5 Steps to Starting an Exercise Routine

Have joint pain and arthritis? Check out these exercise tips for beginners and get relief from painful joints.

5 Steps to Starting an Exercise Routine

Your healthcare provider (HCP) has probably suggested regular physical activity to help cut down on joint pain or flare-ups from arthritis. But how do you start exercising if you're a beginner? Well, start right here! 

Know your fitness level 
First things first: Be honest about your starting condition. If you have health issues, like arthritis, diabetes or heart disease, get the nod from your HCP before you decide when or how to start an exercise program that works for you. 

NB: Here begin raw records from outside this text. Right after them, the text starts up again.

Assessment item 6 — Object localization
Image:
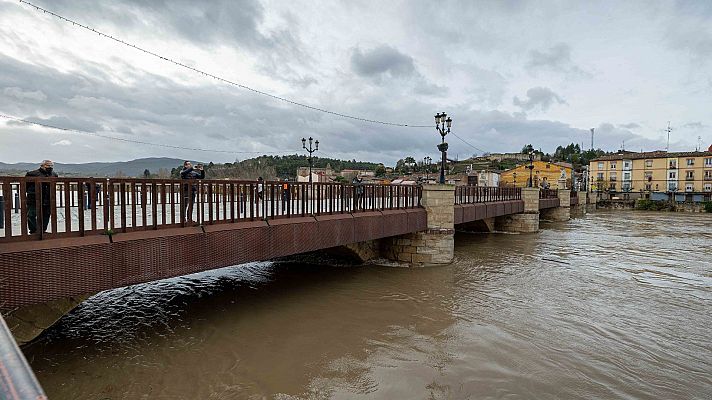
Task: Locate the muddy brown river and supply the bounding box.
[23,211,712,400]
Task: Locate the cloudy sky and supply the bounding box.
[0,0,712,164]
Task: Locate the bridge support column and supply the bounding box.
[384,185,455,266]
[495,188,539,233]
[571,190,586,218]
[3,296,89,345]
[541,189,571,222]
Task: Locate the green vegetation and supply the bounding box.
[171,154,378,180]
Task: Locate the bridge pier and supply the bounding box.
[383,185,455,266]
[3,296,89,345]
[541,189,571,222]
[571,190,586,218]
[495,188,539,233]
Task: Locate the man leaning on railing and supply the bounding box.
[25,160,58,234]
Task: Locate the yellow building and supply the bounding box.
[499,161,573,189]
[589,151,712,193]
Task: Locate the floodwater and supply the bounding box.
[24,211,712,400]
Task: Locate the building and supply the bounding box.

Also, completing an assessment with a fitness expert will reveal your limits, what types of exercises are best for you and how those exercises should be done. "Making sure you're doing the exercise properly before you even attempt the move is key," says Sharecare fitness expert Wendy Batts. "Otherwise, moving incorrectly can cause excess stress to a joint." 

Set goals and rewards 
Where you're at now probably took years to get to, and getting back on track can take some time. So that it's not so daunting, set minigoals for yourself. It's okay to have small goals, as long as they're sensible. "Having realistic goals allows you to always have something to refer back to and measure your progress against," Batts explains. If your goals aren't realistic, you could become discouraged or–worst of all–hurt yourself.  

When coming up with your goals, don't forget the rewards! That way, the whole time you're sweating toward your next goal, you can dream about the spa day or day trip that's just around the corner. 

Do what you love 
If you choose an exercise that makes you say four-lettered words the whole time, your exercise program won't last long. "Find a workout you enjoy and look forward to–and then commit to it," says Batts. Figuring out which location and exercise works best for you and your schedule can make all the difference in the world. For a little extra motivation, work out with a buddy or trainer, Batts suggests. 

Start off slow 
Don't push yourself too hard in the beginning—that's how injuries occur. "A big reason why people quit their exercise program is they go too hard, too fast," says Batts. "Many people go to the gym, find the heaviest weights they can pick up and try to perform different exercises, not realizing it can cause injuries and lead them to stop their program." Getting fit isn't an overnight makeover; it's a progressive program that requires patience and persistence. But you'll get there. 

Make it a routine 
Another reason many people quit their workout programs is because they don't manage their time. If you're having trouble making time for exercise, you may want to try compound exercises, which target several areas of your body at once, or short total body workouts. "These can help save the amount of time you spend at the gym." Once you dedicate time each week to exercise and pace yourself, you might be surprised at how much you can achieve. 

Medically reviewed in September 2018. Updated in March 2021.